Question

What is the `[OH^-]` in a solution that has a `[H_3O]=1.0*10^-6` `M`?

Answer 1

The solution has a `[OH^(-)]` of `1.0xx10^(-8)M`

Explanation:

The answer can be obtained one of two ways:

1. `color(red)("Use the auto-ionization constant of water equation, Kw:"`
   
   All you would have to do is rearrange the equation to solve for `[OH^(-)]` by dividing both sides of the equation by `[H_3O^(+)]:`

`[OH^(-)] =(1.0xx10^(-14))/[[H_3O^(+)]]`

Plug in the known concentration of `H_3O^(+)` ions:
`[OH^(-)] =(1.0xx10^(-14))/(1.0xx10^(-6))`

`[OH^(-)] = 1.0xx10^(-8)M`

2.
Determine the pH of the solution by taking the negative logarithm
(-log) of the concentration of `H_3O^(+)` ions.
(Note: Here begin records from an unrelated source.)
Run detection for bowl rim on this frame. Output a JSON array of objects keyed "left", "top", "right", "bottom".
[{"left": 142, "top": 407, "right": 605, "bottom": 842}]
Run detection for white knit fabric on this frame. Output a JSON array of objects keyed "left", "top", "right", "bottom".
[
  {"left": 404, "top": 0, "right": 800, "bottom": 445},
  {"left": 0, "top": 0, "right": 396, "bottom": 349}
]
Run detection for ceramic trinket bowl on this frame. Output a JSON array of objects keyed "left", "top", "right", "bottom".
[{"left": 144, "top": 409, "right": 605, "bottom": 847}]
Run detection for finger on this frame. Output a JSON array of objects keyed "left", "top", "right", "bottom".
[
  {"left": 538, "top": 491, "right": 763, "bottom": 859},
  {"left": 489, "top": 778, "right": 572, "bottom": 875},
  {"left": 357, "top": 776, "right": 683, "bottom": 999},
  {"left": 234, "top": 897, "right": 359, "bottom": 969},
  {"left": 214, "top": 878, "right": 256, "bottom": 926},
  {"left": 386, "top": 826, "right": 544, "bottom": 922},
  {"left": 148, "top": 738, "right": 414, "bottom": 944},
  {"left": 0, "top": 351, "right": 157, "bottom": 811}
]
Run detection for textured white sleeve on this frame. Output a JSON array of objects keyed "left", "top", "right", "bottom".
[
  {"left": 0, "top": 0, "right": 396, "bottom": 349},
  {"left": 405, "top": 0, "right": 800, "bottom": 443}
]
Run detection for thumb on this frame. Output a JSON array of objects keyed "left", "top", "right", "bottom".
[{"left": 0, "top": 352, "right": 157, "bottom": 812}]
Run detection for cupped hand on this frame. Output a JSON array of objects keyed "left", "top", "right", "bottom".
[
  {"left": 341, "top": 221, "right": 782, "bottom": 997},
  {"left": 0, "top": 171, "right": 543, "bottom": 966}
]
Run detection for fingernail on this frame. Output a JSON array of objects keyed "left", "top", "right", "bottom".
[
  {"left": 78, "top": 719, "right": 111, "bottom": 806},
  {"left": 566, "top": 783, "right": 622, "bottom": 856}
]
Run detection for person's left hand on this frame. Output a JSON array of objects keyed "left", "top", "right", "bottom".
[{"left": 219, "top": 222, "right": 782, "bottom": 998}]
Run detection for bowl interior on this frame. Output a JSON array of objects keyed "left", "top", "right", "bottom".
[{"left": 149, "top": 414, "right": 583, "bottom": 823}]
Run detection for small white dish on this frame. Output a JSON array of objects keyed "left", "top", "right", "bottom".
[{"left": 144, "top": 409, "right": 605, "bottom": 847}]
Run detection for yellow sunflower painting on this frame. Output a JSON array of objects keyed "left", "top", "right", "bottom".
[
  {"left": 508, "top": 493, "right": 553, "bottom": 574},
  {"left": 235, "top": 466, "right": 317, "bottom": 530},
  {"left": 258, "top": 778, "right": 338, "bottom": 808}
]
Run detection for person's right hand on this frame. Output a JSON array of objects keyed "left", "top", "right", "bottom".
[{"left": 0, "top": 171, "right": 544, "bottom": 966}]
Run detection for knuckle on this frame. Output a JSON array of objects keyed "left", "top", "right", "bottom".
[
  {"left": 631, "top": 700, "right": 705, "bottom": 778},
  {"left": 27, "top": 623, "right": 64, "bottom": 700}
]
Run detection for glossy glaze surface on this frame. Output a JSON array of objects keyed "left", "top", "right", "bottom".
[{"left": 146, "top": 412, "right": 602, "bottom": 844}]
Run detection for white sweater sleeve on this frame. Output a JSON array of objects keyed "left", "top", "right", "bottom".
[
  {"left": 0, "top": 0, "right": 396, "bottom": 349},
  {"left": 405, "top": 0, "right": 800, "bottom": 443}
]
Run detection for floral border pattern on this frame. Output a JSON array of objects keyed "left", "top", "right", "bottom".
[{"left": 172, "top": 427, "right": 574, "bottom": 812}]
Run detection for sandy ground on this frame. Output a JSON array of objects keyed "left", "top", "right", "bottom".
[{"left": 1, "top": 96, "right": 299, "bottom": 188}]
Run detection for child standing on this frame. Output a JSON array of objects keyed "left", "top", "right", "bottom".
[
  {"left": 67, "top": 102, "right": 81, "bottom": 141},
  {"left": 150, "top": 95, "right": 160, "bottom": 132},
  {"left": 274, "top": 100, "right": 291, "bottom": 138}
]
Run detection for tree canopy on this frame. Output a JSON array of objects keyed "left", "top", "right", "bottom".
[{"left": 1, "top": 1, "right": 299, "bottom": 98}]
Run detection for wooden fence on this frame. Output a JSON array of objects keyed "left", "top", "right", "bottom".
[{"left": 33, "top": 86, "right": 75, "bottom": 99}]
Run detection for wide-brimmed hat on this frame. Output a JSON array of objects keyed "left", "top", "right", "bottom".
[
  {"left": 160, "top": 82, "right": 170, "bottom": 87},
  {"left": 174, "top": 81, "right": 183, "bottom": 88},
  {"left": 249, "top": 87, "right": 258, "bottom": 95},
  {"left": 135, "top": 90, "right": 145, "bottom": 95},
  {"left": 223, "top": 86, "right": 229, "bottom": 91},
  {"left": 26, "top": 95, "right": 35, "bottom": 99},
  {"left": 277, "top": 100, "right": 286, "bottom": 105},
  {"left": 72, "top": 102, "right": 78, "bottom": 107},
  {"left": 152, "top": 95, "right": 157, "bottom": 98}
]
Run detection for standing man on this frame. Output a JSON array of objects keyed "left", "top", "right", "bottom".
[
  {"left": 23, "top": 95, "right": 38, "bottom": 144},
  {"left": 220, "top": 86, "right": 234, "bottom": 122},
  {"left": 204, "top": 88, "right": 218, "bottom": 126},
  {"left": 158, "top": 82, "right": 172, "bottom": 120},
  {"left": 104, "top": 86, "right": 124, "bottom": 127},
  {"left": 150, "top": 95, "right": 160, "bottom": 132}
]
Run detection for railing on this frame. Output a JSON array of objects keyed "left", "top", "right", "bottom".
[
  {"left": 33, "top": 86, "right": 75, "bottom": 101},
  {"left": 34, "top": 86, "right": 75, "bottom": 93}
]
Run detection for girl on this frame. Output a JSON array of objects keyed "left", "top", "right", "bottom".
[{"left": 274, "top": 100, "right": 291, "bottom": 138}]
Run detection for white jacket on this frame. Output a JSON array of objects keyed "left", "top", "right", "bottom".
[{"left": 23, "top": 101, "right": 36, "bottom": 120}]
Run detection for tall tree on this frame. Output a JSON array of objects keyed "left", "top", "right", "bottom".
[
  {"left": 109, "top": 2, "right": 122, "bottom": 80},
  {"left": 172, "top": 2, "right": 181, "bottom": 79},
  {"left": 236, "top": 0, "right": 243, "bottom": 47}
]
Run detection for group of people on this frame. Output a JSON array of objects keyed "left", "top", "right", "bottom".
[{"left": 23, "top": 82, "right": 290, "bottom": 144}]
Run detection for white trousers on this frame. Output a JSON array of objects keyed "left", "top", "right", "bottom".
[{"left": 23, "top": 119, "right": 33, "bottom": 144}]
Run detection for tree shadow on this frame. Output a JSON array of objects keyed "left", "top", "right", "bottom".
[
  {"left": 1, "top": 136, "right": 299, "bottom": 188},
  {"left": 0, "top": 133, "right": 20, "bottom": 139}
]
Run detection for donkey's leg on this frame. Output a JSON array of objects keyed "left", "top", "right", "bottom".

`pH = -log(1.0xx10^(-6)) = 6`

Then obtain the pOH using the equation: `pH + pOH = 14`. Rearrange to solve for pOH:

`pOH = 14 - 6 = 8`

Finally, you take the anti log (inverse of the natural logarithm), `10^("negative number")` of the pOH to obtain the concentration of `OH^(-)` ions.

`10^(-pOH)`
`10^(-8) = 1.0xx10^(-8)M`